Any handicapper who is new to the game will sooner or later be told by more experienced players to avoid the following: Maiden winners facing allowance horses, allowance winners facing stakes company, horses moving from a minor track to a major track, horses switching from a sprint to a route, horses moving from a route to a sprint, horses moving from dirt to turf, horses moving from turf to dirt, horses racing over a different track for the first time, horses switching from a popular jockey to a less popular jockey, and horses switching from a popular trainer to a less popular trainer.
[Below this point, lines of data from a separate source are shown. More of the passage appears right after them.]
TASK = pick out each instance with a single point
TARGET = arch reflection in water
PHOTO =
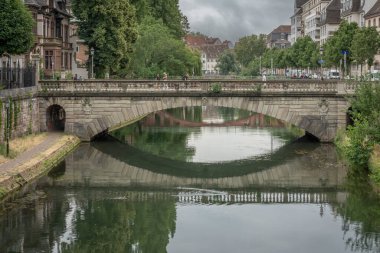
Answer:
(316, 168)
(208, 134)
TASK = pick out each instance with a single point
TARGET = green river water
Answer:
(200, 179)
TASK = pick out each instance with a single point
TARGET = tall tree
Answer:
(110, 28)
(341, 42)
(250, 47)
(365, 45)
(16, 26)
(166, 10)
(227, 63)
(157, 50)
(304, 53)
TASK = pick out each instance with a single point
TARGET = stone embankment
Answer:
(34, 163)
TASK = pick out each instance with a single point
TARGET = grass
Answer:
(374, 165)
(20, 145)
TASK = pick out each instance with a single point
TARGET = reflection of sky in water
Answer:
(221, 144)
(257, 228)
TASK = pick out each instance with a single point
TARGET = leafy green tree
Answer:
(227, 63)
(253, 68)
(157, 50)
(341, 41)
(250, 47)
(165, 10)
(16, 26)
(365, 132)
(365, 45)
(304, 53)
(110, 28)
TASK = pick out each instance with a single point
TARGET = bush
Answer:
(216, 88)
(365, 133)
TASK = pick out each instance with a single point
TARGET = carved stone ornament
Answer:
(86, 106)
(323, 106)
(204, 101)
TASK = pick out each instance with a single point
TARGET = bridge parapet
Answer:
(198, 86)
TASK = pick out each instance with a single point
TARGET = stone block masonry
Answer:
(23, 110)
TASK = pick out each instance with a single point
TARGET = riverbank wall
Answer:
(39, 165)
(21, 106)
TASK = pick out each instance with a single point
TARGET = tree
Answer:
(304, 53)
(339, 43)
(250, 47)
(16, 26)
(110, 28)
(157, 51)
(165, 10)
(365, 45)
(227, 63)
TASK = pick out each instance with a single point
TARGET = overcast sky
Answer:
(232, 19)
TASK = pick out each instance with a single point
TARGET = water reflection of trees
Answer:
(360, 213)
(97, 225)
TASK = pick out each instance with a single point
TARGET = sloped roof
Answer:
(199, 40)
(356, 7)
(332, 13)
(213, 51)
(374, 11)
(282, 29)
(299, 3)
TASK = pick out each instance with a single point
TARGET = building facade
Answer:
(210, 50)
(330, 20)
(52, 44)
(279, 37)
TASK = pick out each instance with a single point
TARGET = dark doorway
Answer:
(55, 118)
(349, 119)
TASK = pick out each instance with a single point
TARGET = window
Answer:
(48, 59)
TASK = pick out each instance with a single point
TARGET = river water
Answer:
(197, 180)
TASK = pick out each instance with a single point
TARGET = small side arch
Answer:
(55, 118)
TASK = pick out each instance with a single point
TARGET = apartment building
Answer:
(210, 49)
(52, 45)
(311, 15)
(297, 25)
(279, 37)
(330, 20)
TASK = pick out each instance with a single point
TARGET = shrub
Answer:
(216, 88)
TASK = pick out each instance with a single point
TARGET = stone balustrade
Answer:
(198, 86)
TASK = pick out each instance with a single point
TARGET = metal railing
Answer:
(198, 86)
(11, 78)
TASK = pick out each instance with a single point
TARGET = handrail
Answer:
(199, 86)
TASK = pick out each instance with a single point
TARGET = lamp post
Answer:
(92, 62)
(7, 104)
(321, 61)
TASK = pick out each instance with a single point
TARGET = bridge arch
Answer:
(55, 118)
(106, 114)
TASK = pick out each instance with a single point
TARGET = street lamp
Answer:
(321, 61)
(92, 62)
(7, 104)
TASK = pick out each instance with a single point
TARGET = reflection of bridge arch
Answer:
(99, 169)
(90, 116)
(256, 120)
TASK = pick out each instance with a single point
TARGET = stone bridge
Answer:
(89, 108)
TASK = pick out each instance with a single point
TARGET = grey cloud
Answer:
(232, 19)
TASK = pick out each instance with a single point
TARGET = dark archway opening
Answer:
(349, 119)
(55, 118)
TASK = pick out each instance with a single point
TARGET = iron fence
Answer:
(11, 78)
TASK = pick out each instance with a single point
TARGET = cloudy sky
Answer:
(232, 19)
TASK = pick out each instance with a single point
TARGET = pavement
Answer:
(25, 157)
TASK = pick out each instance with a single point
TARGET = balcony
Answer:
(57, 42)
(66, 45)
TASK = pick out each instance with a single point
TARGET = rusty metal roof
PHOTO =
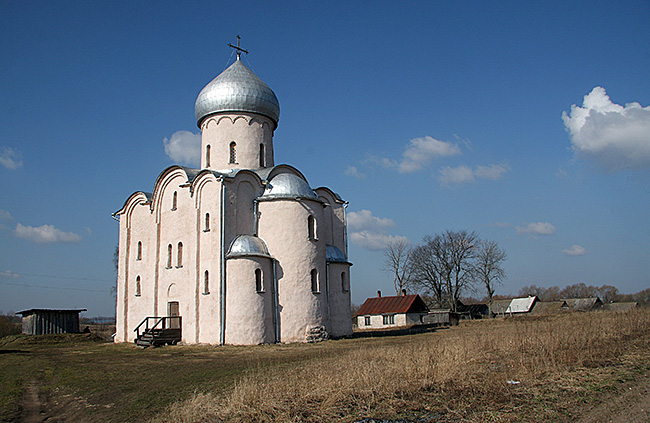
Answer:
(397, 304)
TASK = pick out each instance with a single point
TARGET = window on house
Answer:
(389, 319)
(138, 288)
(258, 281)
(262, 158)
(311, 227)
(179, 259)
(233, 152)
(314, 281)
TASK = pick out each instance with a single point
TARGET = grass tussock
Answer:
(469, 373)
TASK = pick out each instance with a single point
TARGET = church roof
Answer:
(335, 255)
(237, 89)
(248, 245)
(288, 185)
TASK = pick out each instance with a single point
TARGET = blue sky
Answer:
(425, 116)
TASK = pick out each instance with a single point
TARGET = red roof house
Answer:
(384, 312)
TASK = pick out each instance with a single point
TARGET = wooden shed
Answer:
(40, 321)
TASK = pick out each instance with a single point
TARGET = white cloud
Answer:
(449, 176)
(373, 240)
(575, 250)
(9, 274)
(422, 150)
(364, 219)
(370, 232)
(10, 158)
(184, 147)
(46, 234)
(612, 136)
(502, 225)
(353, 171)
(539, 228)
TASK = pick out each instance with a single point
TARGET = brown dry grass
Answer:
(457, 374)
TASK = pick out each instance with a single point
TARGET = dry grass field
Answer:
(584, 367)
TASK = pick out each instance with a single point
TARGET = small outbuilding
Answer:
(394, 311)
(40, 321)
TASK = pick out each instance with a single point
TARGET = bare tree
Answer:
(398, 262)
(489, 257)
(461, 248)
(428, 268)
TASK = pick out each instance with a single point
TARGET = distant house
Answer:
(514, 306)
(542, 308)
(472, 311)
(388, 312)
(624, 306)
(583, 304)
(39, 321)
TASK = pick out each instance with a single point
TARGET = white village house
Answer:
(242, 249)
(393, 311)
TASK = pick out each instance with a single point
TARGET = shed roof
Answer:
(396, 304)
(583, 304)
(521, 305)
(625, 306)
(36, 310)
(548, 307)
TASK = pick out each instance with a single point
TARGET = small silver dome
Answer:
(288, 185)
(247, 245)
(237, 89)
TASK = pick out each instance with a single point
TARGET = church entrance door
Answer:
(173, 310)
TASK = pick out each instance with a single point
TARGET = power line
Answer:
(53, 287)
(61, 277)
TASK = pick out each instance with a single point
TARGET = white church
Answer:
(241, 251)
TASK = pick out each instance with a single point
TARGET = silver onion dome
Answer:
(237, 89)
(247, 245)
(288, 185)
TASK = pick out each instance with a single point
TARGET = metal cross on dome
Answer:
(239, 49)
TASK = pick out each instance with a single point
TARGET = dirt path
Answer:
(630, 405)
(33, 408)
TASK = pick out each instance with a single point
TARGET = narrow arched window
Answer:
(233, 152)
(262, 158)
(258, 281)
(206, 228)
(314, 281)
(311, 227)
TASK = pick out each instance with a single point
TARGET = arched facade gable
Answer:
(250, 119)
(163, 180)
(136, 199)
(276, 170)
(201, 180)
(330, 196)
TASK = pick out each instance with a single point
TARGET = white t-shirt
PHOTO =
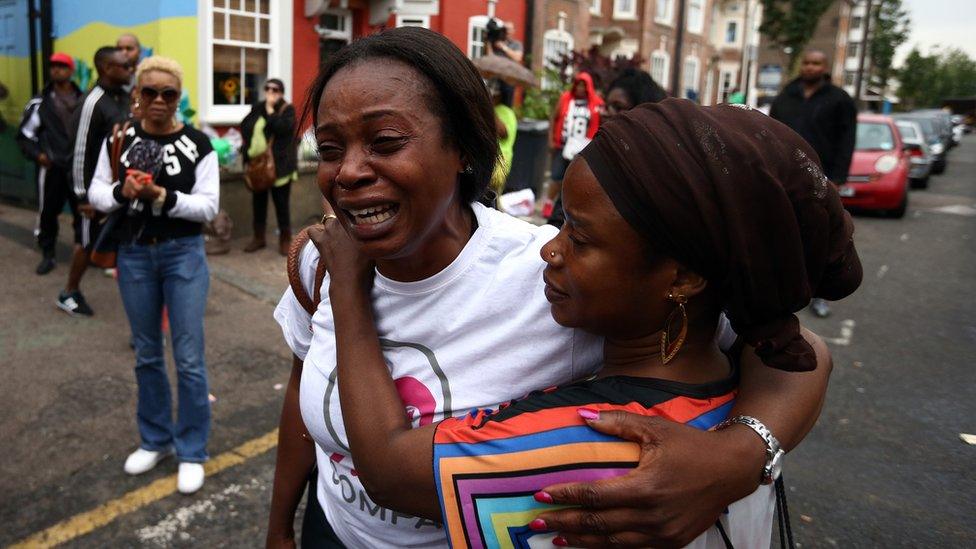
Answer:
(472, 336)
Horses who ran a bad race last time are poor bets because they are either slow or off form. Horses who are fast and in good form, and ran a good race last time are poor bets since they are bound to bounce next time out. Horses who offer high odds are bad bets because they are cold on the board. Horses who come up hot in the betting are bad bets since they are underlays who are being overplayed.

All of these rules and angles are valid some, if not most of the time. But every one of them can, and should be broken on occasion. It all comes down to risk vs. reward. When you believe a horse looks strong, and he is being offered at 5-1 rather than the 5-2 you think is fair value because he is breaking one or two of the rules listed above, you've found a good bet. The other side of the coin is that horses will occasionally be forgiven by the betting public for breaking many of the rules listed above. When you find one hammered down below even-money, you have discovered a vulnerable underlay.

The merits of Love at Noon were obvious in the Grade 3 Dogwood Stakes, run at Churchill on May 26. She was unbeaten in two starts. She set a track record last time out when she ran 6 1/2 furlongs in a remarkably fast 1:14.34, and won by 8 3/4 lengths. She is trained by Bob Baffert, and was ridden by Pat Day.

Betting value comes from finding unrecognized, or unappreciated strengths in a horse. Which part of Love at Noon's resume was unrecognized, or unappreciated? Was it her perfect 2-for-2 record? Her track record? Her famous trainer? Her famous jockey?

In this case the only unrecognized, unappreciated handicapping angles were the risk factors. You get the possibility of a $3 win payoff on an inexperienced filly with only two career starts, both at sprint distances. She's stepping up in class from a first-level allowance race into a Grade 3 stakes while trying a two-turn route distance for the first time. All of her opponents have more seasoning than she does. One of them, Nasty Storm, finished second in a Grade 1 sprint stakes, and also shows two second-place finishes in Grade 2 route races.

Love at Noon accomplished a lot in the Dogwood. She proved that she didn't have to go 44.50 seconds through her opening half-mile. Instead, she rated kindly while 2 1/2 lengths behind a 47.11 split, and was still relaxed while a half-length behind a comfortable 1:11.69 six-furlong fraction. Her second-place finish, a neck behind Nasty Storm, suggests that she has a bright future that will almost certainly include stakes wins at route distances.

But old-school handicappers recognized that she wasn't the right horse at the right price while trying to overcome these hurdles for the first time. Sometimes it pays to be conservative.